Little problems with obvious and simple solutions, but we were only there for a month. Which was enough time to be bothered but not enough time to warrant fixing the problems. And that was the hardest thing of them all: having a solution to a problem but not being able to execute the solution because it wasn't worth it.
  1. The Proximity of the Rents
    No offense to all the parents out there, but we all know that there's a brief window of time when it's cool to crash with your folks. That window ends at 16 and you have to endure at least until 18. And moving back in is almost always really difficult. They're just there. All the time. And you have to interact with them. And coordinate life together. Instead of just being autonomous.
    Our wasfemili lived 10 feet from our front door. Given that our room was an oven, and our veranda was a veranda, and our hauskuk's door was outside our house, we pretty much lived in the same house. Just a very drafty house that had a tendency to rain between our living quarters and theirs.
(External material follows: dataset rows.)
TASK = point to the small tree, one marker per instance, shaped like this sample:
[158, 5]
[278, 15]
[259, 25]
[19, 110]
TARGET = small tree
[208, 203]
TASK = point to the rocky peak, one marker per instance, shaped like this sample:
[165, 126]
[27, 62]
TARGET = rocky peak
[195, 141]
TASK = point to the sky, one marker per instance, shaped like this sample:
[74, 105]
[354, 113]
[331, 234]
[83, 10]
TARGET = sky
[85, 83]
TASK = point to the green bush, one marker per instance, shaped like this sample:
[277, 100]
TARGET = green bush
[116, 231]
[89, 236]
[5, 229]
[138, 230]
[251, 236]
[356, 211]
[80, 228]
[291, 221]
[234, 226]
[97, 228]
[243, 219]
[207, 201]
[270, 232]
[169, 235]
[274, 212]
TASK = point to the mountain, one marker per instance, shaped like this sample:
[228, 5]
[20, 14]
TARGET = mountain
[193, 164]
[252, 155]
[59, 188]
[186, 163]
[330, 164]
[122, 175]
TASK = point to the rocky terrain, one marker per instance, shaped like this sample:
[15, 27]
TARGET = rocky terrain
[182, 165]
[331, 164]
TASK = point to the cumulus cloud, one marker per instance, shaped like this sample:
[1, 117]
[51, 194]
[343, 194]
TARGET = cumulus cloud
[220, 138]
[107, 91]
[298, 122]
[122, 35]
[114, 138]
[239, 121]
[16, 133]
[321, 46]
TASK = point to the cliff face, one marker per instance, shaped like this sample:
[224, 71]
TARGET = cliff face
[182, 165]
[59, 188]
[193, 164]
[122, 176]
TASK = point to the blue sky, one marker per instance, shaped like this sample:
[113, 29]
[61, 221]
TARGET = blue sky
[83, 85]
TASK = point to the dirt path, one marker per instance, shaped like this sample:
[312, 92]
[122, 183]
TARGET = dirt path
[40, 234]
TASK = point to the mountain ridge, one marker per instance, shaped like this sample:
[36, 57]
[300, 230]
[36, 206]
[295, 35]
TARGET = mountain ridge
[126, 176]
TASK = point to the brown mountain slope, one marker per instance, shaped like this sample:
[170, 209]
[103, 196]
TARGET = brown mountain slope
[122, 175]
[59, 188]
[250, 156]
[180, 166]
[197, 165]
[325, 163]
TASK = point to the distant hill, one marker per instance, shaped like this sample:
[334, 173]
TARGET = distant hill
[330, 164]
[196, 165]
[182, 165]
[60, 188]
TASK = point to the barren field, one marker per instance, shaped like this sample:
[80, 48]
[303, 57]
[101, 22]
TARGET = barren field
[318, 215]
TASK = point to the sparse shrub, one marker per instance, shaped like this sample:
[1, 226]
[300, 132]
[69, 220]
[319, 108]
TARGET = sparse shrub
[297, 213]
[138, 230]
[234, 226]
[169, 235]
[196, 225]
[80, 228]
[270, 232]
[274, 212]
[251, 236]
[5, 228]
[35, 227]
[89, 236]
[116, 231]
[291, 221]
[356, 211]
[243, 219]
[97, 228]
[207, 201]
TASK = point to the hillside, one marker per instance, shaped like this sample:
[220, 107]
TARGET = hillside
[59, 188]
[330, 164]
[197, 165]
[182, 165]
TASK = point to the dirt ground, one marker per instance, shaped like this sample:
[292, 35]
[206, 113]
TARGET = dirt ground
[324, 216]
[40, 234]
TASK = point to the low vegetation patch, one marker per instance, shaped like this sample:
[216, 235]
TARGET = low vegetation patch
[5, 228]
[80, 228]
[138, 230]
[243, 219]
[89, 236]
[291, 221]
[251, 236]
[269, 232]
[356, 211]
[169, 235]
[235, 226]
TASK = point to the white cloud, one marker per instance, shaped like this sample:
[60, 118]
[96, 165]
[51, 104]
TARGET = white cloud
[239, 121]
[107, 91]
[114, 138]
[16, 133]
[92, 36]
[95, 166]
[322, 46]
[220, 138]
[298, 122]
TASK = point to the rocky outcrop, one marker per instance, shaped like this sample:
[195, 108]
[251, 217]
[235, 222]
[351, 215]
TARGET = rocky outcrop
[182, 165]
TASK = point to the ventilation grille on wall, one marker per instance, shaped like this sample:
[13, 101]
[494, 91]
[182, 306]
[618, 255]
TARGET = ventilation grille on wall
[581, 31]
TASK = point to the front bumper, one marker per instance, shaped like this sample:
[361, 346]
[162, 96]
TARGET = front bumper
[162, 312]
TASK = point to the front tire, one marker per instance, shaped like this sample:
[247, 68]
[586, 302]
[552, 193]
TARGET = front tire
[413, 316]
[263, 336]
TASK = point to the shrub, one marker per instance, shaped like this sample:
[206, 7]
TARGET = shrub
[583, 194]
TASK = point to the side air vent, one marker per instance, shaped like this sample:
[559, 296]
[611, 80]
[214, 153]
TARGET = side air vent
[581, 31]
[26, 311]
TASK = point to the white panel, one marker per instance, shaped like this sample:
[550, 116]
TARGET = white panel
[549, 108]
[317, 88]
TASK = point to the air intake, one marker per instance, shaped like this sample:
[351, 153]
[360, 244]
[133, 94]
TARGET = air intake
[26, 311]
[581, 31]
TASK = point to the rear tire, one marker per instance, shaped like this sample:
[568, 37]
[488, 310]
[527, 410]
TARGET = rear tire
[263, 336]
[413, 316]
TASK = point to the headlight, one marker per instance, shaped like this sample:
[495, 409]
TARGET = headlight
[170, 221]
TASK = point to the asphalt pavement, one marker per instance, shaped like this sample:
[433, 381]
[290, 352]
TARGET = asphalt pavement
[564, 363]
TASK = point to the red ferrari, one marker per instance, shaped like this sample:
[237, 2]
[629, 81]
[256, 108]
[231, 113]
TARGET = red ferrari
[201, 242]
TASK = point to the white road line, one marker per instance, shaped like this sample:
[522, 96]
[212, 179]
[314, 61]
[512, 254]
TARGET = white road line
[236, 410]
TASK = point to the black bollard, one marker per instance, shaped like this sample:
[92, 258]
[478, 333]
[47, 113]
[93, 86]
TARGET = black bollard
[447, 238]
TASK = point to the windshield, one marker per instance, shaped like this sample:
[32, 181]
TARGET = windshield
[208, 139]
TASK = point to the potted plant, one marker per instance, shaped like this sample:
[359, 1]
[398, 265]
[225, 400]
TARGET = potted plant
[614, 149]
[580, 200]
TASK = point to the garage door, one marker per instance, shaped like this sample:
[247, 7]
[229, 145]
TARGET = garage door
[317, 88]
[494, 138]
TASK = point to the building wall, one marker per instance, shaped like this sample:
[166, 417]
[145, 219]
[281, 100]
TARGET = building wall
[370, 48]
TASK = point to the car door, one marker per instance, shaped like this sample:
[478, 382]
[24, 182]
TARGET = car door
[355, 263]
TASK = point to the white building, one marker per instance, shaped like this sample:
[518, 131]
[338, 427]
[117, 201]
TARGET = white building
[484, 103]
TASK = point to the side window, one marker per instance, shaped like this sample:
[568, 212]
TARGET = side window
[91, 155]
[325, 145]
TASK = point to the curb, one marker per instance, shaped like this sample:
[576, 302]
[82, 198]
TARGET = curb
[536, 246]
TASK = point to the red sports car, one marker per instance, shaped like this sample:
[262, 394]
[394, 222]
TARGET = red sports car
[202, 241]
    But they were right there. All the time. We couldn't walk to the hauskuk without having to exchange pleasantries. We couldn't go to the outhouse without having to exchange pleasantries. And sometimes, some days, you don't want to deal with that. I might even be so bold to say most days, you don't want to deal with small talk en route to the loo.
     
So when we get out to the village where we'll be living (TBD), we'll bring a water tank of some caliber, a solar panel system powerful enough to manage our power needs, a bed frame, that plastic thingy you line a shower with, and stuff for shelves, and we'll have more than enough time to solve problems.
In fact, I've told Jacob, I might be that person who slowly edifies and perfects a house until at the end of our term, we're like, "why bother with an Americanized house? Let's just lay a concrete foundation and call it a day." As long as the bones of the house are quality, it will really take no effort to tear down the woven bamboo walls when I tire of them and replace them with paneling.

We'll have to see how feasible that is, but I certainly like the idea!